I still lived in Australia on 9/11. It was about 11PM, and I was at a party with some college friends in Sydney, drinking and having a good time. Suddenly someone rushed into the room with a phone, yelling for us to turn on the television. One of our friends whose parents were diplomats of some kind had alerted him to the news. The party turned immediately into a news gathering collective, with everyone monitoring every type of media available, and some of us on the phone to people in the know. I bolted to the nearest computer with an internet connection and opened ICQ. My best online buddy, who went by the handle Leviathant, lived in York, Pennsylvania, and was available to chat. It was incredibly surreal: because of the satellite delay on the television broadcast, I would get news reports from him on ICQ before they showed up on our TV set. “Oh my god, the tower collapsed,” I yelled out, and everyone crowded around the television to watch it happen a few seconds later. I feel like this went on for hours, but I can’t be sure; it was all a bit of a blur. At some point, I expressed concern for Leviathant, but he was sure he was safe in rural Pennsylvania. Then, of course, we found out about Flight 93. It was terrifying. Much later in the evening, I sat in front of the TV with everyone else in the house, in shock, and I remember crying because I suddenly realized there’d be a war. Right from the beginning I was deeply frightened – not of the terrorists so much, but of how we would react, and how our culture would change in response. The next few days were full of contrasts. I felt and saw such genuine comradeship, a coming-together of humankind. I also witnessed some of the most vile racist polemic, always just under the surface in Australia, bubble up to the surface and exist proudly out in the open.

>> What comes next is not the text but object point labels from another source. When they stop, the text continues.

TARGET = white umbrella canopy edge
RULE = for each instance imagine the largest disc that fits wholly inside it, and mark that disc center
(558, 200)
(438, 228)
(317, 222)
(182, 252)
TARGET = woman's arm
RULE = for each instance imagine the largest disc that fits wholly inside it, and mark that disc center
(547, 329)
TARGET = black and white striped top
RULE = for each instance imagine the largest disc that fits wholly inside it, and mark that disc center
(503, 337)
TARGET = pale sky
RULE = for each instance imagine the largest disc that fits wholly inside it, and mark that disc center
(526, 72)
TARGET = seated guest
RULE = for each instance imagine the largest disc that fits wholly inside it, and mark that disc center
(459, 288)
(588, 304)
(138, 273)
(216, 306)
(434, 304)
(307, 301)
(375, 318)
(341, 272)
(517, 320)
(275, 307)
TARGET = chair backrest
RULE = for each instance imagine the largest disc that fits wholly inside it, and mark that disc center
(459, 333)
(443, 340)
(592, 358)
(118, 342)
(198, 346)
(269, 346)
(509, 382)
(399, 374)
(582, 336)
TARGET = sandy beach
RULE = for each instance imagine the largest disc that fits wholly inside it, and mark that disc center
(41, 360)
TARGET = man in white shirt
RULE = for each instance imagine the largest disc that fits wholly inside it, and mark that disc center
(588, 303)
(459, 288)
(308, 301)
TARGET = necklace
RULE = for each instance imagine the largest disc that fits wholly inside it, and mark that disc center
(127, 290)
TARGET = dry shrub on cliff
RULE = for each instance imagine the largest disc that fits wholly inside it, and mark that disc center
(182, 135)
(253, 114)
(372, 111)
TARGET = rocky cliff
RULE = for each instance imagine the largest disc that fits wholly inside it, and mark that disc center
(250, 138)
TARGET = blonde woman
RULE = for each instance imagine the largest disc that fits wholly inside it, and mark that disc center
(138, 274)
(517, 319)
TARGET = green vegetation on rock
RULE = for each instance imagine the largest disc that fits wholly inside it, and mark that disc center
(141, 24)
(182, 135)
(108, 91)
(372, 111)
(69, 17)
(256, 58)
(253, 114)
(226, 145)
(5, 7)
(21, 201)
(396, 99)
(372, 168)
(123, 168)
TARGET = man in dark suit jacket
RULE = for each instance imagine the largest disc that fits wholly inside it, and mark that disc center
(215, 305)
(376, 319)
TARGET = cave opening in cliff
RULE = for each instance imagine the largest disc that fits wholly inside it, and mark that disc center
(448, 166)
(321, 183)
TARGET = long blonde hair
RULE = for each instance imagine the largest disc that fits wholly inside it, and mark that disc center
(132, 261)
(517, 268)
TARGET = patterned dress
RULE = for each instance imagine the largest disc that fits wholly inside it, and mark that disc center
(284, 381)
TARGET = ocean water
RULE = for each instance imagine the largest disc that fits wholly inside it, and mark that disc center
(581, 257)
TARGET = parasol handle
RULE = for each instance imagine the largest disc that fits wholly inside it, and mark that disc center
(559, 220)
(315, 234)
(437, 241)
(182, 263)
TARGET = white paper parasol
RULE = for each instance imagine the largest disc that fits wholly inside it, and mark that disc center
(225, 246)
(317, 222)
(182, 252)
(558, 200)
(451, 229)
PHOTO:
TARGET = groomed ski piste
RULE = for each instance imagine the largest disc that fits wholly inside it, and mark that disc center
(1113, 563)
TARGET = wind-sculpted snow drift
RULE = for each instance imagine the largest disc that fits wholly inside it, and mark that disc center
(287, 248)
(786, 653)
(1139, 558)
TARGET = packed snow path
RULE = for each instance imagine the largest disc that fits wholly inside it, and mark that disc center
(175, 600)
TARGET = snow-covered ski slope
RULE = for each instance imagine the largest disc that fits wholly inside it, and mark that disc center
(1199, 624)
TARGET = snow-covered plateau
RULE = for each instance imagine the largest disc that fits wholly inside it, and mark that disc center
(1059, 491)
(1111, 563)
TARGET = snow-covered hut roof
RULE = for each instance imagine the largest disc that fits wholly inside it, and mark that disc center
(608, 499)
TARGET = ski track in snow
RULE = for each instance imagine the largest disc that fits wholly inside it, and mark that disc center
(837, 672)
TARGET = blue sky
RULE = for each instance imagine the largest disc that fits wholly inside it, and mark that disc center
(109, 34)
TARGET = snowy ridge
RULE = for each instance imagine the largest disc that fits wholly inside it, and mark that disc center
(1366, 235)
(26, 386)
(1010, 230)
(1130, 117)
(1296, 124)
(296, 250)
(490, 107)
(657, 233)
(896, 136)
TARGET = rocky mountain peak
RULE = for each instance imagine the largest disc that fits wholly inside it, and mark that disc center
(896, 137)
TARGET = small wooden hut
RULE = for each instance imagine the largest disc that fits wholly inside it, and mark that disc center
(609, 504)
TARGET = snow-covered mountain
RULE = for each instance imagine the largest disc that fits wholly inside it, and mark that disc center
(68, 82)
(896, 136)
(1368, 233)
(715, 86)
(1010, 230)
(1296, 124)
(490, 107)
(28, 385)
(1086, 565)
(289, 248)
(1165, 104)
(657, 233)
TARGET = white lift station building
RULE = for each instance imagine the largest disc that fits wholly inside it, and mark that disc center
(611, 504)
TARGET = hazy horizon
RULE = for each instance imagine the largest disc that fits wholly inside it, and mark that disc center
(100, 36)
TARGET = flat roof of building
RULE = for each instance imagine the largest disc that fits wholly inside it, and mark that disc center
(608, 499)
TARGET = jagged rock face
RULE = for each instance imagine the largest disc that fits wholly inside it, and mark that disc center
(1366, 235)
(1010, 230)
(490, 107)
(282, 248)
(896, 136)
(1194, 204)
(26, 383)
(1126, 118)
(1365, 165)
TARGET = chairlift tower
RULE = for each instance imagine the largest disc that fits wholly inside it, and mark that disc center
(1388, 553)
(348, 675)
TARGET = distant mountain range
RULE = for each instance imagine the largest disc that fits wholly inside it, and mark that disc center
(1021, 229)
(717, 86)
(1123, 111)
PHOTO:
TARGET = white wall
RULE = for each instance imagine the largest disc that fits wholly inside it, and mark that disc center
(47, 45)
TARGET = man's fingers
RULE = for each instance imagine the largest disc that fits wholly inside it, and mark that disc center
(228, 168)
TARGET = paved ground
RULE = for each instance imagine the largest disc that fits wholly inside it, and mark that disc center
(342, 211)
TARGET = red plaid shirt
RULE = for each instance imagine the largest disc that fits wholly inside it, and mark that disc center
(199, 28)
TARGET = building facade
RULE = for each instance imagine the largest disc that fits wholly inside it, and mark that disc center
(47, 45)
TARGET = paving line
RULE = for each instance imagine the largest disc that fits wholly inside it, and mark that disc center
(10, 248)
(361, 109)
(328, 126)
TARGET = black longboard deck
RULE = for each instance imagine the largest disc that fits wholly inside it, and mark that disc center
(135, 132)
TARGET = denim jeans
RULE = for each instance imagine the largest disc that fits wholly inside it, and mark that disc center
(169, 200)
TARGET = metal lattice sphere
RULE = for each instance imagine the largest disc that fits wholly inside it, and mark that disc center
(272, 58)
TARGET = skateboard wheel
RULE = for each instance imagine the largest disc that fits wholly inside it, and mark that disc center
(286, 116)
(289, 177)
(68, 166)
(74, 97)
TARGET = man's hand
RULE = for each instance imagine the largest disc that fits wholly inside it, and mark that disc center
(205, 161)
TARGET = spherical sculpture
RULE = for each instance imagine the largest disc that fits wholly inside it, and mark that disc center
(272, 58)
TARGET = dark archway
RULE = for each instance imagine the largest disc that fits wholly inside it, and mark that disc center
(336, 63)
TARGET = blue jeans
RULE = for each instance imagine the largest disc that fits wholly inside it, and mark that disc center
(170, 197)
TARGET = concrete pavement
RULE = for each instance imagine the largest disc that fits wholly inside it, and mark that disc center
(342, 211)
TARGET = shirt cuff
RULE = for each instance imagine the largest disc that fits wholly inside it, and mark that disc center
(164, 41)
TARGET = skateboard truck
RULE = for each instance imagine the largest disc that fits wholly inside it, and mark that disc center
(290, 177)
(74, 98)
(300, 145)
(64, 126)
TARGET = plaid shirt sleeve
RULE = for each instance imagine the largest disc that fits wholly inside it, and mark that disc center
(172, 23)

Five months later, I traveled to New York City and saw Ground Zero with my own eyes. I remember the weight, and the muffled silence. Laughter and speech seemed like a desecration.
The next week, I traveled to Pennsylvania to meet Leviathant, a.k.a. Matt, and the next year, we were married. 9/11 wasn’t directly responsible, of course. But the tragedy seems somehow integral to our early relationship. Maybe in some way it proved to me how much I care about someone, and how short life is.